CHRONIQUE «AUX PETITS SOINS»
L’hôpital, tel qu’il est. Chaleureux et inquiétant. Aléatoire et solitaire. Avec ces longs couloirs souterrains où déambulent les wagons de déchets. Avec ces bips, ces salles de garde d’un autre temps, et ce drôle de mélange entre jeunes internes, infirmières qui tiennent la boutique, et médecins à diplôme étranger qui la font tourner, sous le regard élégant d’un chef de service qui a bien d’autres soucis. Le film Hippocrate de Thomas Lilti est, de ce point de vue, une jolie réussite. Est-ce bon signe ? En tout cas, étudiants en médecine ou professionnels de santé, ils vont tous, ou presque, voir ce film. Et, manifestement, se retrouvent dans les mésaventures d’un jeune interne qui arrive dans un service hospitalier, pour y faire «son premier semestre».
Certes - comme l’avait noté la critique dans Libération à sa sortie - le film n’est pas un chef-d’œuvre, mais il y a quelque chose qui sonne juste dans la représentation de la situation hospitalière d’aujourd’hui.
«Quand le chef de service dit à son nouvel interne, en l’accueillant, que le problème de son unité, c’est qu’il y a beaucoup de personnes âgées hospitalisées, on sait que c’est vrai, raconte Claire Compagnon qui vient de terminer un rapport sur la place des usagers dans les hôpitaux. J’ai entendu mille fois ce reproche. C’est comme une tare de service d’avoir des vieux dans son unité.» Pour Claire Compagnon, représentante des usagers à l’hôpital Pompidou, le film pointe aussi avec justesse les problèmes de formation : «On lâche des jeunes étudiants à l’hôpital, sans formation, et ils sont bien seuls, à eux de se débrouiller… Vous n’imaginez pas le nombre de plaintes que l’on reçoit sur des attitudes d’internes qui n’ont rien compris à la situation, et qui se révèlent si balourds…»«J’ai trouvé cela juste, renchérit Léa, 29 ans, infirmière. Les problèmes de hiérarchie, de solitude, c’est vraiment cela. Il ne suffit pas d’avoir raison, encore faut-il qu’on vous écoute.»

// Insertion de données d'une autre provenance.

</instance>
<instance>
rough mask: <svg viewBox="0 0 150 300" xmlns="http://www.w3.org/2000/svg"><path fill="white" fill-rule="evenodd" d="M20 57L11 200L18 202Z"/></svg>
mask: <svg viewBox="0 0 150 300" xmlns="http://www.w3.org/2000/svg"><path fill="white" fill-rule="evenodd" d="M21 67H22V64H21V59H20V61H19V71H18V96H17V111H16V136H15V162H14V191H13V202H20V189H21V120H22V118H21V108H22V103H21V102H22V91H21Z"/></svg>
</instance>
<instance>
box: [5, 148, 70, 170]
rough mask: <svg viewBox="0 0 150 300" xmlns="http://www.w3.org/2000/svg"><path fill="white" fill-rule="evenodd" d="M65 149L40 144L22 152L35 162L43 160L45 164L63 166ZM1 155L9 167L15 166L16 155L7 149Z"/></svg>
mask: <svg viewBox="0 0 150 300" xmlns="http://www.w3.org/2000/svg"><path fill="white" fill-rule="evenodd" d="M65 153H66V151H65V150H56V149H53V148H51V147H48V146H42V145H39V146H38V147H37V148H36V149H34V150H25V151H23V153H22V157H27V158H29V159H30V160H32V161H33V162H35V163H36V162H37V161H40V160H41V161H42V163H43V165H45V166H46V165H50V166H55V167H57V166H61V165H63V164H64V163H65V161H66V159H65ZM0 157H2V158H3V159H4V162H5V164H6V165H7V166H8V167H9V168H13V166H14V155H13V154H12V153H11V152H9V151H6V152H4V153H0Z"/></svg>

«En même temps, poursuit Claire Compagnon, on voit bien aussi le problème de l’arbitraire.» Et elle cite l’histoire de cette vieille dame, en bout de vie, qui ne veut qu’une seule chose : ne plus souffrir et s’en aller doucement. «Dans le film, l’équipe médicale va la soigner de façon agressive pour qu’elle quitte au plus vite l’hôpital et qu’un lit soit libéré. C’est ce qui se passe souvent : le choix médical est fait d’abord pour le bien du service, plus que pour le bien du patient.»
Reste cette bonne idée : avoir pointé la situation des FFI, ces «faisant fonction d’interne». Voilà des postes, pour la plupart, occupés par des médecins à diplôme étranger. Faute de pouvoir exercer pleinement leur rôle, ils ne trouvent que ce statut. Ils travaillent avec des salaires inférieurs aux autres internes. Une aubaine pour les directeurs d’hôpitaux. Et pas toujours pour les patients, sauf dans Hippocrate.